Quantum Measurement Strikes a Balance

Physics 15, s13
An experiment demonstrates that, in a quantum measurement, there is a three-way trade-off between different types of information content.
S. Hong et al. [1]

Conventional theory says that making a quantum measurement changes the system irreversibly. But recent experiments indicate that a quantum state disturbed by a measurement can be recovered by a postmeasurement operation. Now, Hyang-Tag Lim, Seung-Woo Lee, and their colleagues at the Korea Institute of Science and Technology in Seoul demonstrate a scheme for testing different types of quantum measurements and determining how the total information is preserved [1]. They report that information about a quantum state is split into three distinct parts, in a quantifiable relationship that depends on the measurement strength.

The team’s measurement scheme used a photonic qutrit, which is a three-level quantum system whose states are defined by a single photon’s path modes. Optical components, including angled wave plates and beam splitters, both prepared the photon’s states and implemented measurement operators. During each measurement, the researchers evaluated three types of information content: the amount of information gained by the observer about the qutrit state, the amount of undisturbed information actually transmitted from system to observer during the measurement, and the success probability of restoring the undisturbed state by applying a reverse operator. By varying the strength and types of measurement operators, the researchers observed that the amount of each type of information tended to vary, with one quantity’s increase coming at the expense of another. They conclude that the information-disturbance relationship can be summarized as “the more information is obtained, the more the state is disturbed and the less recoverable it is.”

The experiment adds to our understanding of the information conservation law in quantum mechanics and shows how quantum measurements could be optimized to preserve information. Such optimized measurements could help researchers build reliable quantum information technologies.

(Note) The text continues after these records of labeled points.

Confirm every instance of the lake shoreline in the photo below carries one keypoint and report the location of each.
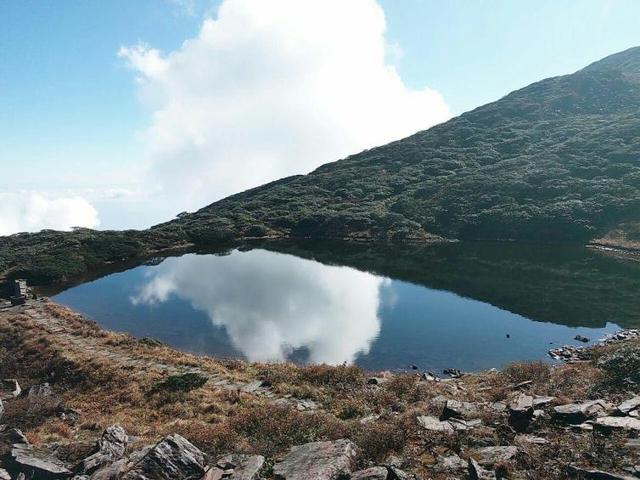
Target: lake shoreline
(422, 425)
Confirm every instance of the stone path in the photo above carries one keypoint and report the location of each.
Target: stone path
(70, 342)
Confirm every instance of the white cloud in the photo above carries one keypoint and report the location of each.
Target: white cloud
(271, 304)
(269, 89)
(30, 212)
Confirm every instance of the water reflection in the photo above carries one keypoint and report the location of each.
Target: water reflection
(273, 305)
(380, 307)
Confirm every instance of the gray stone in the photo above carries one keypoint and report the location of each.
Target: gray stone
(476, 472)
(434, 424)
(451, 463)
(456, 409)
(317, 460)
(461, 425)
(115, 471)
(373, 473)
(9, 388)
(626, 423)
(580, 412)
(214, 473)
(521, 411)
(539, 401)
(38, 462)
(245, 467)
(489, 456)
(111, 447)
(396, 474)
(15, 436)
(40, 390)
(174, 458)
(596, 474)
(531, 439)
(628, 405)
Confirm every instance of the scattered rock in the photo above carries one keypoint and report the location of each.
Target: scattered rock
(174, 458)
(375, 381)
(580, 412)
(38, 463)
(489, 456)
(396, 474)
(41, 390)
(245, 467)
(476, 472)
(373, 473)
(626, 423)
(521, 411)
(456, 409)
(9, 388)
(111, 447)
(628, 405)
(451, 463)
(430, 377)
(114, 471)
(434, 424)
(452, 372)
(15, 436)
(522, 385)
(214, 473)
(530, 439)
(570, 354)
(317, 460)
(596, 474)
(539, 401)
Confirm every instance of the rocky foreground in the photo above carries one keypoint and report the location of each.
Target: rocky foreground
(82, 403)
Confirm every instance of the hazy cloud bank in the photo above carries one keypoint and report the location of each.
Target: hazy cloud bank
(269, 89)
(29, 211)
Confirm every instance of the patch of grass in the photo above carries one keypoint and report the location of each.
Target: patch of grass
(181, 383)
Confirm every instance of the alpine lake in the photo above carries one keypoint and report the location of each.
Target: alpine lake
(469, 306)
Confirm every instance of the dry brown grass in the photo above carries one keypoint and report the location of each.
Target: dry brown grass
(219, 421)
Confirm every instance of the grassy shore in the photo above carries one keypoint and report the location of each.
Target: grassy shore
(100, 378)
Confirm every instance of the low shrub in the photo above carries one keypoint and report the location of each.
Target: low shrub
(181, 383)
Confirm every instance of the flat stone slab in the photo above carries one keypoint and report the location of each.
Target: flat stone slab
(579, 412)
(42, 463)
(625, 423)
(245, 467)
(628, 405)
(173, 458)
(489, 456)
(318, 461)
(373, 473)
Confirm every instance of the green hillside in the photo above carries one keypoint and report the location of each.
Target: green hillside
(555, 162)
(558, 161)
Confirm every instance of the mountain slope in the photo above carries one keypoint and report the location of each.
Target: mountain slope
(557, 161)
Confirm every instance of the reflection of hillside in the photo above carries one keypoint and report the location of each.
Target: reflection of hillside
(565, 285)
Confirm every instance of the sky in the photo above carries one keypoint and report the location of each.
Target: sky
(120, 114)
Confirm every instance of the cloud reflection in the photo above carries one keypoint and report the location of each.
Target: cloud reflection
(272, 304)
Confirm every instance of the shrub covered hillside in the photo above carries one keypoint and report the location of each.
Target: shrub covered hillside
(558, 161)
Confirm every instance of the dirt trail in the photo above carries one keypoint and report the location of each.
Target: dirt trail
(64, 334)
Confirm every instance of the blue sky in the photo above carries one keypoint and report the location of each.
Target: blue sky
(71, 115)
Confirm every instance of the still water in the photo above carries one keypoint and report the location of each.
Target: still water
(454, 306)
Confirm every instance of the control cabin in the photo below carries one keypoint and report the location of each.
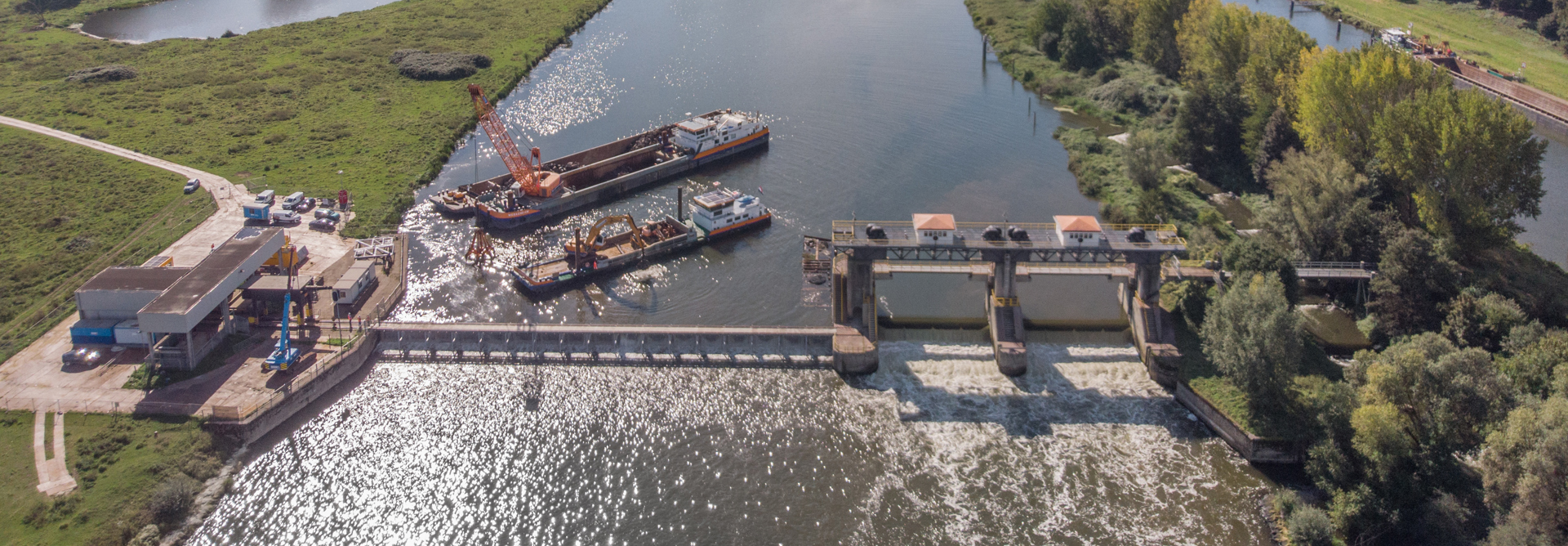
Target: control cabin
(935, 230)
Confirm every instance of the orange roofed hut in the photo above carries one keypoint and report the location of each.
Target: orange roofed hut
(935, 230)
(1079, 231)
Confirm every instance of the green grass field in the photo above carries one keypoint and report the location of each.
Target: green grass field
(313, 105)
(117, 463)
(71, 213)
(1482, 35)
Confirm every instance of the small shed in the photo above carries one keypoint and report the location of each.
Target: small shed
(935, 230)
(353, 283)
(1079, 231)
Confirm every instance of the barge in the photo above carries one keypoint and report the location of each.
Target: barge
(714, 214)
(612, 170)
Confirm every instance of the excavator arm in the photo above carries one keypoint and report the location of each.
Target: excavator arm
(591, 242)
(526, 172)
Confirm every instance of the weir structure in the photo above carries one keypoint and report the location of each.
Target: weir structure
(1005, 254)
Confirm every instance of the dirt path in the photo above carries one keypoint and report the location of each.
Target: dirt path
(54, 479)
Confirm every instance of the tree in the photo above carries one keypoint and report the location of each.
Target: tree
(1534, 365)
(1339, 95)
(1421, 405)
(1259, 256)
(1209, 136)
(1155, 35)
(1048, 22)
(1482, 319)
(1414, 276)
(1254, 338)
(1525, 471)
(1468, 163)
(1321, 208)
(1278, 136)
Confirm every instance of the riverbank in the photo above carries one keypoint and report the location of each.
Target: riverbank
(308, 107)
(121, 463)
(1491, 38)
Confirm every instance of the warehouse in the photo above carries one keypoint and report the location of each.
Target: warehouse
(180, 311)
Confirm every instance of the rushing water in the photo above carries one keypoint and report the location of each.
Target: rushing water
(935, 448)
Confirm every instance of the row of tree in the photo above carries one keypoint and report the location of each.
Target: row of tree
(1459, 428)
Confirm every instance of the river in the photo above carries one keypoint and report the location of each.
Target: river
(879, 109)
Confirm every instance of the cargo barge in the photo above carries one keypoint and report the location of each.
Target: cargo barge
(714, 214)
(601, 173)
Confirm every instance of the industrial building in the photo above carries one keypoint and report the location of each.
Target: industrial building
(180, 312)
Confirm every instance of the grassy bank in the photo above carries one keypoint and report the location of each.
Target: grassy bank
(69, 213)
(313, 105)
(1484, 35)
(124, 477)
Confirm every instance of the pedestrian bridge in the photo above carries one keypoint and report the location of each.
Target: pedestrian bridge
(780, 347)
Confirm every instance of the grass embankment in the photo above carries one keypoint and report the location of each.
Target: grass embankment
(1487, 37)
(69, 213)
(126, 479)
(313, 107)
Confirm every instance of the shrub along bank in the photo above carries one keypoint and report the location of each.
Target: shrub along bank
(305, 107)
(1344, 155)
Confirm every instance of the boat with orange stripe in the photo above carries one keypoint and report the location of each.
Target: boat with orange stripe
(606, 173)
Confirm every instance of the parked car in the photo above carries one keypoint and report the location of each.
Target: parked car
(82, 356)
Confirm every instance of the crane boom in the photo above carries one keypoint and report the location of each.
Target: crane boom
(526, 172)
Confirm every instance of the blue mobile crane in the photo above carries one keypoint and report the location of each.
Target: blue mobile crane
(283, 356)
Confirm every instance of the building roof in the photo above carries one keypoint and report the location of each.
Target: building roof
(136, 278)
(1078, 223)
(935, 222)
(206, 276)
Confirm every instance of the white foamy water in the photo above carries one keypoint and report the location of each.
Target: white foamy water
(935, 448)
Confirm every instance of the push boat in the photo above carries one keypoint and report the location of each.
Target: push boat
(714, 214)
(608, 172)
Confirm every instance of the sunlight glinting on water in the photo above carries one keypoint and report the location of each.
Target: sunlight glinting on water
(935, 448)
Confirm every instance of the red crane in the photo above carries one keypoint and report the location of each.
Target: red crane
(528, 173)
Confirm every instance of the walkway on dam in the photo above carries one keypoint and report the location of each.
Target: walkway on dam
(784, 347)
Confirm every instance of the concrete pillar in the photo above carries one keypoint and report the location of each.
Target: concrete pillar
(1005, 319)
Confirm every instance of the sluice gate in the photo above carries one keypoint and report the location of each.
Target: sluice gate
(778, 347)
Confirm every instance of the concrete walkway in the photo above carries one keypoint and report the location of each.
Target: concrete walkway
(54, 479)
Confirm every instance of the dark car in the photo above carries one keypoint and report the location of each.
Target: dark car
(82, 356)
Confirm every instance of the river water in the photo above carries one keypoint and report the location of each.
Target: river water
(879, 109)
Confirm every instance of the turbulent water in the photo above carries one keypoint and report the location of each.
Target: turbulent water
(935, 448)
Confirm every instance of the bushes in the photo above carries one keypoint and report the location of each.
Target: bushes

Correction (4 February 2022): The text was corrected, as it incorrectly stated that the work tested whether information is conserved rather than how the information is redistributed among different channels.

–Rachel Berkowitz

Rachel Berkowitz is a Corresponding Editor for Physics Magazine based in Vancouver, Canada.


  1. S. Hong et al., “Demonstration of complete information trade-off in quantum measurement,” Phys. Rev. Lett. 128, 050401 (2022).